Riser configuration during optimisation: a without compensation, b with compensation

The horizontal motion of a vessel (platform) is defined by (6). Such movements cause a significant increase in bending moments in the riser presented in Fig. 2, which finally can lead to damage of the structure. This means that the problem is very important from the practical point of view. Thus, the vertical motion of point E (the upper end of the riser) should be chosen in such a way that the bending moment at a given point of the riser is as close as possible to the static bending moment. For further analysis it is assumed that the riser parameters are the same as those presented in Table 1. The course of the bending moment calculated at given points for a = 3 m and T = 12 s in formula (6) is presented in Fig. 6.

Fig. 6

Courses of the bending moment at selected points

Courses of minimal and maximal values of the bending moment along the riser for the second type of harmonic motion (W2) are presented in Fig. 7.

Fig. 7

Course of the maximal and minimal values of the bending moment

The optimisation task is formulated using the spline functions of the third order as follows:

Find function y _E (t) for t ∊ 0, T defined by means of parameters:

$$\left\{ {\begin{array}{*{20}c} {\begin{array}{*{20}c} {p_{1} = y_{E} \left( {t_{1} } \right)} \\ \vdots \\ {p_{i} = y_{E} \left( {t_{i} } \right)} \\ \end{array} } \\ {\begin{array}{*{20}c} \vdots \\ {p_{m} = y_{E} \left( {t_{m} } \right)} \\ \end{array} } \\ \end{array} } \right.$$

(7)

where \(t_{i} = i\Delta t\) for i = 1, 2,…,m, \(\Delta t = \frac{T}{m}\), so that the function:

$$\Omega \left( {p_{1} , \ldots ,p_{m} } \right) = \frac{1}{T}\mathop \smallint \limits_{0}^{t} \left[ {M\left( {s^{*} ,t} \right) - M_{stat}^{*} } \right]^{2} dt$$

(8)

where M(s*, t) is the bending moment at the selected point of the riser, M _stat * is the value of this moment for the static equilibrium problem, reaches its minimum while fulfilling the following:

$$y_{Emin} \le p_{i} \le y_{Emax}$$

(9)

where \(y_{Emin} ,y_{Emax}\) are minimal and maximal accepted values of function y _E (t).In order to calculate the value of functional (8) for a specific combination of parameters p _i (i = 1,…,m), bending moment M(s*, t) has to be known. Thus, the equations of motion of the riser have to be integrated at each optimisation step. The downhill simplex method is used for solving the optimisation task.
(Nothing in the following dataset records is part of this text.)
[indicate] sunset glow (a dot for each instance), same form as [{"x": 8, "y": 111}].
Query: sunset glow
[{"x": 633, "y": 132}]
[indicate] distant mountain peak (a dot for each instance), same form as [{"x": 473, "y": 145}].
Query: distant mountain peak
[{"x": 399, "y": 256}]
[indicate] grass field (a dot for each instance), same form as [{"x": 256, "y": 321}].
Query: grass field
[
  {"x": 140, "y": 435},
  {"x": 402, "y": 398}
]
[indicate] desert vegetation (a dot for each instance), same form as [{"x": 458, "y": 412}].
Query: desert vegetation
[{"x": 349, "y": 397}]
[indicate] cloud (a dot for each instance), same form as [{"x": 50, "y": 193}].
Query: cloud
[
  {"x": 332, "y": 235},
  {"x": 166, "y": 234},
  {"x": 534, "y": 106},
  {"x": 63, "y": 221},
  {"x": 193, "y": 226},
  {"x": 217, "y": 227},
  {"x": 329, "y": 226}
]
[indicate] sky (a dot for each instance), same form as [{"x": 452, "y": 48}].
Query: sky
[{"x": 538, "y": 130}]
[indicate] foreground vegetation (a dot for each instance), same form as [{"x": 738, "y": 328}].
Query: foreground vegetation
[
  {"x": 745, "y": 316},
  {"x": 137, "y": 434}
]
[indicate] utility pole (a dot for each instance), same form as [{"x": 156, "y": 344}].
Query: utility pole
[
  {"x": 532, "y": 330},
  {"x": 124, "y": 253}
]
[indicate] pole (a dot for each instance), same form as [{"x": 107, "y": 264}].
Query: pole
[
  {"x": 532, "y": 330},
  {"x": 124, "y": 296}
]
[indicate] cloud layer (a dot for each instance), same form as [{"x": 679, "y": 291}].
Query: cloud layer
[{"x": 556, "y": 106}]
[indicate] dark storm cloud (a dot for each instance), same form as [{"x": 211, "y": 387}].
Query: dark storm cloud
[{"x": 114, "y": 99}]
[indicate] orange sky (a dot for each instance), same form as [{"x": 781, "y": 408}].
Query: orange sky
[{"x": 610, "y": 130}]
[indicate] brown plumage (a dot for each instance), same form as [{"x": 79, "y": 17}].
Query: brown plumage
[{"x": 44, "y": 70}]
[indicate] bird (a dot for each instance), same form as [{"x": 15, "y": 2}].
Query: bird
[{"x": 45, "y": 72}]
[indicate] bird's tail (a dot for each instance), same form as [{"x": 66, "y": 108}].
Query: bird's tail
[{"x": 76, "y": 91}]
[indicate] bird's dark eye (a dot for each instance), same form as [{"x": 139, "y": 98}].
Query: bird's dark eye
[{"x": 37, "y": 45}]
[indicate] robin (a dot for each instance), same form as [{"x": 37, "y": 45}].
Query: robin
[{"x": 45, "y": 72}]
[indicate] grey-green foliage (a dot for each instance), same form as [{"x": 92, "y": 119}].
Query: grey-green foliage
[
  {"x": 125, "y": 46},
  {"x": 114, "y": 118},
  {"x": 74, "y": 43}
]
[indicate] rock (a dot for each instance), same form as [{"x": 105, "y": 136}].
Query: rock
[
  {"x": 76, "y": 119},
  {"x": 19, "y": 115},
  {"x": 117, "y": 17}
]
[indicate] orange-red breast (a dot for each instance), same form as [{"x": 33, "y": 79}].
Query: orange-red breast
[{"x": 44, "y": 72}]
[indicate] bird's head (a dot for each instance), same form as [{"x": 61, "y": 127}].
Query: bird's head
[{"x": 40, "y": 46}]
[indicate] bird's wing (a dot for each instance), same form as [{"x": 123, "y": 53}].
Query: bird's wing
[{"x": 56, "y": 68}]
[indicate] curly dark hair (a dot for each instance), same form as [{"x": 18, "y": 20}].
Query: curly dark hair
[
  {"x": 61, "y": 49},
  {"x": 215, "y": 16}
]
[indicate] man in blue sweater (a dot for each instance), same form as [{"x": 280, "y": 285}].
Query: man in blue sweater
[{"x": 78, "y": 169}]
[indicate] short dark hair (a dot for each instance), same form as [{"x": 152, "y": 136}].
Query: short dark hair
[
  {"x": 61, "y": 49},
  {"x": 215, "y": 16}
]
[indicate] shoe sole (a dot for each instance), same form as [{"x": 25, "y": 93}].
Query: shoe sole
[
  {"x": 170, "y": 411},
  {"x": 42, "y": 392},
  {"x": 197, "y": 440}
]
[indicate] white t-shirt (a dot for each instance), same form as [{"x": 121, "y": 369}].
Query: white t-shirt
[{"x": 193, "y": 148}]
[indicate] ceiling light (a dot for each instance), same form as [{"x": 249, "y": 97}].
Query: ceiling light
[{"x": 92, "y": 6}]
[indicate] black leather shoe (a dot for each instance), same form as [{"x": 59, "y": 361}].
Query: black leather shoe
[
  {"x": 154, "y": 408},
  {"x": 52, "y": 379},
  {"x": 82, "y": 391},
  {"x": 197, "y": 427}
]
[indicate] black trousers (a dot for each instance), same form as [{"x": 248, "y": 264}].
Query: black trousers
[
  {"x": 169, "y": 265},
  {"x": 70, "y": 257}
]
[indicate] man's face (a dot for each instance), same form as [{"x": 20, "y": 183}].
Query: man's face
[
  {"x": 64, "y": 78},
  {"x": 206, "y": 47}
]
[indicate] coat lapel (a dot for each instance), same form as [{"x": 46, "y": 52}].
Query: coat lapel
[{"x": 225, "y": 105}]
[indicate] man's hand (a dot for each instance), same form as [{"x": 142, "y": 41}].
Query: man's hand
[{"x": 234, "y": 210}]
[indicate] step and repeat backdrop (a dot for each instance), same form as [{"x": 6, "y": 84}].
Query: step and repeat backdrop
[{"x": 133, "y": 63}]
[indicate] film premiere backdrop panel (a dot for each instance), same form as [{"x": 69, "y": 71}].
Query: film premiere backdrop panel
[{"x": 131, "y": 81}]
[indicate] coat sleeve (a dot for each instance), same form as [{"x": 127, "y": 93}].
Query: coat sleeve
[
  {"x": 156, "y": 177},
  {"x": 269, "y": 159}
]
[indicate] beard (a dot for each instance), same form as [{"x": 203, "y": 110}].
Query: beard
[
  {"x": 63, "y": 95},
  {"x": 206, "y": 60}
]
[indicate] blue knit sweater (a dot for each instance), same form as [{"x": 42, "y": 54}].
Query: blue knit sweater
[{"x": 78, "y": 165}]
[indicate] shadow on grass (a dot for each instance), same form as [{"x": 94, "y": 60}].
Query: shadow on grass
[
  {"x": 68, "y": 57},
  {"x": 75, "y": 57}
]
The parameters occurring in the optimisation problem have to be chosen properly in order to obtain correct results, especially the number of time intervals \(m\) in formula (7), and y _Emin and y _Emax in inequalities (9). A large number of decisive variables m significantly increases simulation time, but too small a number leads to a limitation of function classes describing vertical displacements of point E of the riser. Figure 8 presents the courses of function y _E (t) for m = 5, 10, 15.

Fig. 8

Courses of function y _E (t) with respect to number of time intervals m

It can be seen that the difference between values of y _E obtained for m =  5 and 10 is large, while for m = 10 and 15 it is small. Calculation times were T ^* = 202 s for m =  5, \(T^{*}\) = 1220 s for m = 10 and T* = 1825 s for m = 15. The calculations were carried out for s* = 75 m, y _Emin  = 1.5 m and y _Emax  = 1.5 m. The simulations did not show that values y _Emin and y _Emax have a significant influence on the exactness of results obtained. The choice of y _Emin and y _Emax was made on the assumption that they should be proportional to the amplitude of the input motion a, but should not exceed ±50 % of this value.

Figures 9, 10 and 11 present the results of optimisation for a = 3, 4, 5 m. It can be seen that, by means of technically possible vertical motion of the upper end of the riser, the bending moment at any selected point of the riser can be stabilized despite the horizontal movements of the base (vessel or platform). The numerical simulations were carried out for \(s^{*} = 75,\, 150\,{\text{m}}\), and the number of discretization points of function y _E (t) m = 10.

Fig. 9

Courses of: a moment M(s*, t), b top tension T(L, t) before and after the optimisation, c function y _E (t)

Fig. 10

Courses of: a moment M(s*, t), b top tension T(L, t) before and after the optimisation, c function y _E (t)

Fig. 11

Courses of: a moment M(s*, t), b top tension T(L, t) before and after the optimisation, c function y _E (t)

It can be seen that the reduction of maximal values of bending moments down to the value of M ^* _stat at a selected point of the riser is correctly realised. As a result of the optimisation task, the courses of the bending moments are close to the values of bending moment at initial time \(t = 0 {\text{s}}\). Table 3 presents maximal and minimal values of the bending moments and top tension force before and after optimisation.

Table 3 Maximum and minimum of values of the bending moment and top tension before and after optimisation

Reduction of the bending moment at a chosen point and top tension of the riser was achieved by the use of function (8) for the optimisation task. The difference between the maximal and minimal values of the bending moment on average was about 25 kNm and after optimisation this difference was <10 kNm.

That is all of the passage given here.